Author:  Jeff VanGoethem
Title:  "Living Together"
Publisher:  Kregel

Attention please! Attention please! Living together is a test. This is ONLY a test. Had this been an actual commitment, numerous world problems would have been eliminated. Stay tuned for further instructions from the Kregel handbook, "Living Together – A Guide to Counseling Unmarried Couples," by Jeff VanGoethem.

According to the author of this excellent and needed work, 50 to 60 percent of marriages now involve couples who have lived together and are living together when they seek a minister to marry them. As a chaplain who lives and works in the San Francisco Bay Area, I find the percentage even higher.  Many couples are pregnant or already have children when they make their wedding plans.

Over the past 25 years, "living together" has morphed into an alternative to marriage. Even though this arrangement is embraced by an increasingly secular world, it remains a thorny issue for parents, for counselors – and especially for pastors. Compounding the challenge has been the dearth of available resource material for guidance in dealing with cohabiting couples ... until now, that is.
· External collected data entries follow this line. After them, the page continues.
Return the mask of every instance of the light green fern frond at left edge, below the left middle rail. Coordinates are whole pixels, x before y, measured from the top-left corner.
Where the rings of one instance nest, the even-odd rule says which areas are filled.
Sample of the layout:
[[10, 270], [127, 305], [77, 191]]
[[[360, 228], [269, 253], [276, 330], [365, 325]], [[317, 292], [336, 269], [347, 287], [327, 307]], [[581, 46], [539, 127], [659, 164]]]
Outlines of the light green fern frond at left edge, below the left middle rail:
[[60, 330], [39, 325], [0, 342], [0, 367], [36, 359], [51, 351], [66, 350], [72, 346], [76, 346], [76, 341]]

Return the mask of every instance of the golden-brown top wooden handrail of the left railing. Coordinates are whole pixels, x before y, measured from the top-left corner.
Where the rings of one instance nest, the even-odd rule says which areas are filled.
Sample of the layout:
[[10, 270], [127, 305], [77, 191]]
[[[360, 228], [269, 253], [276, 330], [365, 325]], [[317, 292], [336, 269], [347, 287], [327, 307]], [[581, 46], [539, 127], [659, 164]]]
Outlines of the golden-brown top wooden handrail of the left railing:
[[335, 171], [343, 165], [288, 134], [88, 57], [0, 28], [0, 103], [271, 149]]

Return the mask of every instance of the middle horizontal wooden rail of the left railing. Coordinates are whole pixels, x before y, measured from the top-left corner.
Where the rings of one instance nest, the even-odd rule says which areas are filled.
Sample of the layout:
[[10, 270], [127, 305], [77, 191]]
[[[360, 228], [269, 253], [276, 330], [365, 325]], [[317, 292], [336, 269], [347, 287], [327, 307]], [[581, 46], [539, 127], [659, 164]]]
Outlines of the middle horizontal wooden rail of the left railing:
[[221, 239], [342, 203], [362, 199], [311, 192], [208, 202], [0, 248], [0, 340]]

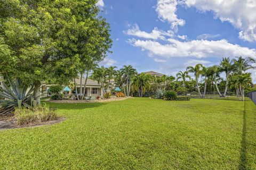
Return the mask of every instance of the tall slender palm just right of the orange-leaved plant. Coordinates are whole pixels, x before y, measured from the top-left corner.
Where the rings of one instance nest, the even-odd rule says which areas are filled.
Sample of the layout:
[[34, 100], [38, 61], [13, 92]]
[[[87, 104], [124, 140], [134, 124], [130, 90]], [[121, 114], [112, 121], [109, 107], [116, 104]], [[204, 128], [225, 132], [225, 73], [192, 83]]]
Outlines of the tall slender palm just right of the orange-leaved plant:
[[126, 92], [125, 92], [125, 84], [123, 83], [124, 94], [126, 96], [130, 95], [132, 77], [137, 73], [137, 71], [131, 65], [124, 65], [121, 69], [124, 79], [126, 80]]

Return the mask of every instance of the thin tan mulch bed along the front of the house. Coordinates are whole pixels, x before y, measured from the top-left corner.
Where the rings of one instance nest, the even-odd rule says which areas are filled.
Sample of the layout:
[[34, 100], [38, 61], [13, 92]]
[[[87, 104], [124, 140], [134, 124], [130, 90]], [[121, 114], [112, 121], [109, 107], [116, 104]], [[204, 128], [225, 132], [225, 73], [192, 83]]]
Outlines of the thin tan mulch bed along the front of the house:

"Living Together" is the most complete, in-depth book to be found on this much-too-neglected subject. It provides direction to the delicate task of effectively counseling live-in couples; such as, what questions to ask (an extremely valuable resource), back-up statistics, plus legal questions and problems that cannot be avoided by refusing to marry.  For example, one earth-shaker occurred in the 1970s when film actor Lee Marvin, who had freely lived with his girlfriend for several years, decided to move on – a decision which turned out not to be so free. She sued him for support, and the case birthed a new legal term:  "palimony."

In his book, VanGoethem lays out what the Bible says about marriage and the high esteem it is given – and he offers the greatest definition of the marriage relationship I've ever read, one that should stir up the romantic impulse in anyone who reads it. And the book even includes a wonderful history of marriage.

Sobering facts show how any future marriage is severely damaged when the couple lives together beforehand. Full documentation provided in the book backs this up. For a couple to decide to move in together means that at least one of the two is rejecting marriage, period, and mentally always has one foot out the door.

"Individuals who cohabit may be more resistant to commitment," the author points out. "In cohabitation, they've tried to test out a relationship of commitment by remaining uncommitted. Does that make sense?"  This book puts it all into proper perspective.

And the irony continues.  For example, many young men move in with their girlfriends for the readily available sex.  That's according to their own words in response to the question of why they decided to live with their girlfriends.  It has nothing to do with marriage, even though that is what the women say they want and expect.

Mr. VanGoethem observes that some modern thinkers want the Church to modify its thinking on marriage and morality to accommodate cohabitants. In other words, the Church should adapt to the world instead of the world adapting to the teachings of Christ.  We have plenty of help to lead us down this destructive path: "liberal" pastors who tossed out the Bible and morality long ago. In my opinion, they are the worst culprits of all.